On arrive donc au sujet du roman. Tout cela au bout d'une cinquantaine de pages. Mais c'est sans compter sur les anecdotes liées à sa judéité et à sa condition de New Yorkais. « Lorsque j'étais enfant, il y avait ce manchot scrofuleux qui se postait toujours devant la station du métro aérien situe sur Tremont Avenue, où de son unique main il faisait tinter les piécettes qu'il mendiait dans son gobelet en carton. Bien des années plus tard, je suis retombé sur lui dans un bus de Manhattan. Il portait deux sacs de chez Macy's, un au bout de chacun de ses deux bras, dans chacune de ses deux mains ». Bel exemple de bonnes intentions après intercession auprès de « l'Eglise des Présomptions » dont « nous faisons partie […] tous autant que nous sommes : goys ou juifs, même combat ». le combat est d'autant plus inégal selon que l'on est familier de la ville, New York et de ses quartiers, souvent définis par un culte ou une religion.

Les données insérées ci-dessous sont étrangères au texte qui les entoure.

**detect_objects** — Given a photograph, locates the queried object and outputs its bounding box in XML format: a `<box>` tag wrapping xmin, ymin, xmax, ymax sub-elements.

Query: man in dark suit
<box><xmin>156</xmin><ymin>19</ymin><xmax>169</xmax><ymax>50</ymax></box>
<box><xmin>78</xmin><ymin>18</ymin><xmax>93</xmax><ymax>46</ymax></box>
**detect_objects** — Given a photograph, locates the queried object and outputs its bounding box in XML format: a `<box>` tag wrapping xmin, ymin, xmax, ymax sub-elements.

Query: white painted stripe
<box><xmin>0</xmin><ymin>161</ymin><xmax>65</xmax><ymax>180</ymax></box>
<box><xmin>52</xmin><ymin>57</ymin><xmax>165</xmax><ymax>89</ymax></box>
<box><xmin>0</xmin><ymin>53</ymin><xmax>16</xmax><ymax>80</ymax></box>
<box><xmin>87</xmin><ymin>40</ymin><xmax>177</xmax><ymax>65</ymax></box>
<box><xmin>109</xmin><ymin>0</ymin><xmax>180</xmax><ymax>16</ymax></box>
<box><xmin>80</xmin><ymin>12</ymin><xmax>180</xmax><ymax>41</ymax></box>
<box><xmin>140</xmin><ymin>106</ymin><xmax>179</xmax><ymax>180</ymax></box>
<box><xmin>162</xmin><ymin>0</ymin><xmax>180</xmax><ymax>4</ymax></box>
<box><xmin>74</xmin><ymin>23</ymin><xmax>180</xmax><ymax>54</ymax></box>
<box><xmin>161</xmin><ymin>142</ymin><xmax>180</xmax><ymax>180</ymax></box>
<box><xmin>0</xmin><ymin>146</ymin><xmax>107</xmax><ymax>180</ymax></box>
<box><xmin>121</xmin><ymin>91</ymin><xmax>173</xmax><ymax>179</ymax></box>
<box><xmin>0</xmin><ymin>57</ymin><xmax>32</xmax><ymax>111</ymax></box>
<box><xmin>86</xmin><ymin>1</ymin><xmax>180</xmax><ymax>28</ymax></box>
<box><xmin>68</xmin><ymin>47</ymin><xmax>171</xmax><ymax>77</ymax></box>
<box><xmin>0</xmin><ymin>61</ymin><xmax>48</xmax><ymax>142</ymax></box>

Il reconnait une enfance tiraillée « entre la condition américaine d'être libre de choisir et la condition juive d'avoir été choisi ». Que dire alors de la rivalité entre les Blum et les
Steinmetz ? le Bronx et Manhattan. « Cette antipathie entre Blum et
Steinmetz, un marxiste pourrait l'explique en termes de lutte des classes ».
Donc, le professeur Ruben Blum va s'intéresser à l'histoire des Juifs, en commençant par l'Espagne et l'Inquisition « point de non-retour » pour le catholicisme médiéval. « La raison en était la suivante : aussi longtemps que les catholiques auraient besoin d'un peuple à haïr, les Juifs devaient rester un peuple condamné à souffrir ». le roman passe du stade humoristique et satirique au stade polémique.
Puis arrivent les lettres de recommandation. Toutes élogieuses, comme il se doit. Y compris celle d' « un maitre de conférences en assyriologie, aryennologie, philologie et linguistique indo-européennes ». On y apprend aussi que le Pr Ben-Zion Nétanyahou « depuis des semaines et des semaines, n'a cessé d'inonder les membres de notre communauté enseignante de télégrammes sollicitant des lettres de recommandation devant vous être adressées ». Comme quoi « aux âmes bien nées, la valeur n'attend point le nombre des années ». Il suffit de naître du bon côté de l'Esplanade des Mosquées. Même prises avec du recul, même si c'est de l'ironie, et on des raisons de penser que si c'en est, on n'est pas très loin de la vérité, cela laisse un drôle de fumet dans les narines.
Ce qu'il y a d'intéressant dans ce livre, c'est qu'il est à lire au second degré, voire à un degré encore plus haut. Initialement présenté comme « un roman désopilant sur les familles dysfonctionnelles et les facéties de l'Histoire ». En fait, à lire entre les lignes, on s'aperçoit qu'il renferme un ostracisme, pour ne pas employer un mot identique, de trois lettres plus court, latent tout au long du texte. Déjà, la distinction entre goys (on devrait dire goyim) et Juifs laisse penser qu'il existe des différences notables entre les espèces humaines. L'implication de la religion dans la vie quotidienne, no seulement personnelle, mais surtout sociétale, même si elle est dénoncée de façon humoristique. Trop de désopilance tue la désopilance.
A moins que le poste du Pr Ben-Zion Netanyahou soit une copie conforme du Prix Pulitzer.